NICK EICHER, HOST: Coming up next on The World and Everything in It: World Tour with Onize Ohikere.
ONIZE OHIKERE, REPORTER: Goodluck Jonathan memoir—We begin today here in Nigeria. In a new memoir, former President Goodluck Jonathan blames former U.S. President Barack Obama of direct interference in Nigeria’s 2015 presidential election.
JONATHAN: There were certain issues of government that were used against me during the election. The issue of Boko Haram and Chibok girls.
Jonathan lost that election to Muhammadu Buhari, the country’s current president. Buhari’s All Progressives Congress Party hired Obama campaign strategist David Axelrod to help with his campaign.

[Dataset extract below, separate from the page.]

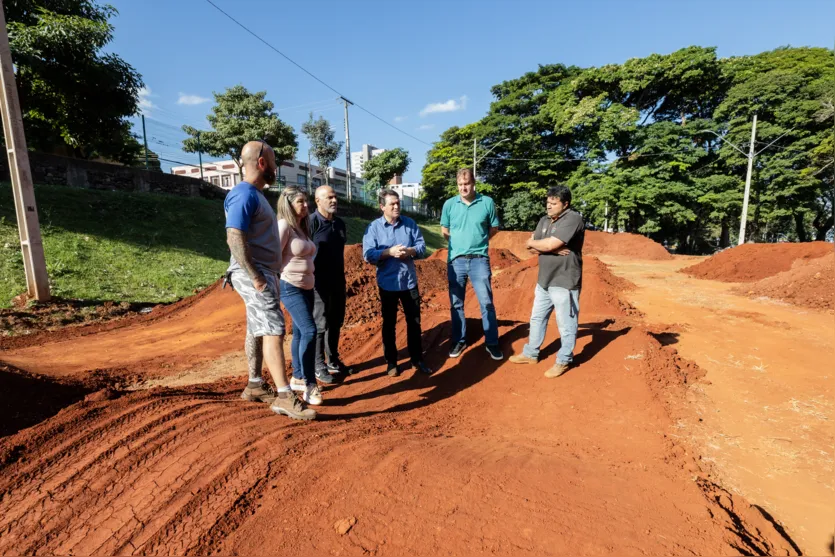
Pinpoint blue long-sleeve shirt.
[362,216,426,291]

Jonathan’s claims are part of a larger picture detailing ties between the Obama administration and Nigerian businessmen. Former Secretary of State Hillary Clinton had especially close relationships with several Nigerians who donated to her presidential campaigns and the Clinton Foundation.

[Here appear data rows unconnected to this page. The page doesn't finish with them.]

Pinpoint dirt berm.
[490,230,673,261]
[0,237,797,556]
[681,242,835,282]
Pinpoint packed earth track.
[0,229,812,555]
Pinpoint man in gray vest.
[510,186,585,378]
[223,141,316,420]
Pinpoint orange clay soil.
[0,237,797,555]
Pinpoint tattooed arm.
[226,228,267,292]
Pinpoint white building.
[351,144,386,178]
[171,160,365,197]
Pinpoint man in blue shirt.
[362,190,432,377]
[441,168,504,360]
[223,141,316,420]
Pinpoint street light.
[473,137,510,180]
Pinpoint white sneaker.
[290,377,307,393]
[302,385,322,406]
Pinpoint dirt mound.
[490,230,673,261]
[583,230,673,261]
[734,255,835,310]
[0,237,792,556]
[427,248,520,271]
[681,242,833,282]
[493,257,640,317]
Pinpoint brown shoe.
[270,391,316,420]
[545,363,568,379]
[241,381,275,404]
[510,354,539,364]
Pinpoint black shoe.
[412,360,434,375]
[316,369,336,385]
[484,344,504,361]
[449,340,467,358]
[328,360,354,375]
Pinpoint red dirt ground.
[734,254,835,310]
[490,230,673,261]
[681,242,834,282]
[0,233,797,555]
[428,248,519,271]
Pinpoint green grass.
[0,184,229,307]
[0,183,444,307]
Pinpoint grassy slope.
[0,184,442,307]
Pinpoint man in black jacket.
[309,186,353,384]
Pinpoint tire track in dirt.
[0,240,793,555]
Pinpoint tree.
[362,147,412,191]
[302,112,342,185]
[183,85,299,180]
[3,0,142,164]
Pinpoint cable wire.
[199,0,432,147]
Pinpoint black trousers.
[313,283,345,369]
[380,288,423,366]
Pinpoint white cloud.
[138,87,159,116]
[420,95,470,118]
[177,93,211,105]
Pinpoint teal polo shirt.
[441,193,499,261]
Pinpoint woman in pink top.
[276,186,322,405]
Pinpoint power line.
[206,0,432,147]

JONATHAN: For all the countries where I have gone to observe elections…
The former Nigerian leader said Obama opposed his efforts to combat Boko Haram’s reign of terror.
Gas attack in Syria—Next we go to the Middle East. The UN chemical weapons watchdog could soon send a team to Syria to investigate government claims of a gas attack on Aleppo. The latest attack comes as the Organization for the Prohibition of Chemical Weapons, or OPCW, debates how to implement its new authority to assign blame in its investigations.
ARIAS: We have this responsibility for attribution and we are setting up the team for Syria and we will see what is the way we carry out this new mandate.
That’s OPCW Director-General Fernando Arias. The Syrian government has asked the OPCW to investigate the attack it blames on rebel groups. The rebel alliance in Idlib denies any involvement.
French fuel protests—And now to France, where police in Paris clashed with protesters angry over new gas taxes. President Emmanuel Macron has so far refused to back away from the taxes he says are necessary to wean the country from fossil fuels.
In a speech at the presidential palace on Tuesday…
MACRON: [Sound of Macron speaking in French]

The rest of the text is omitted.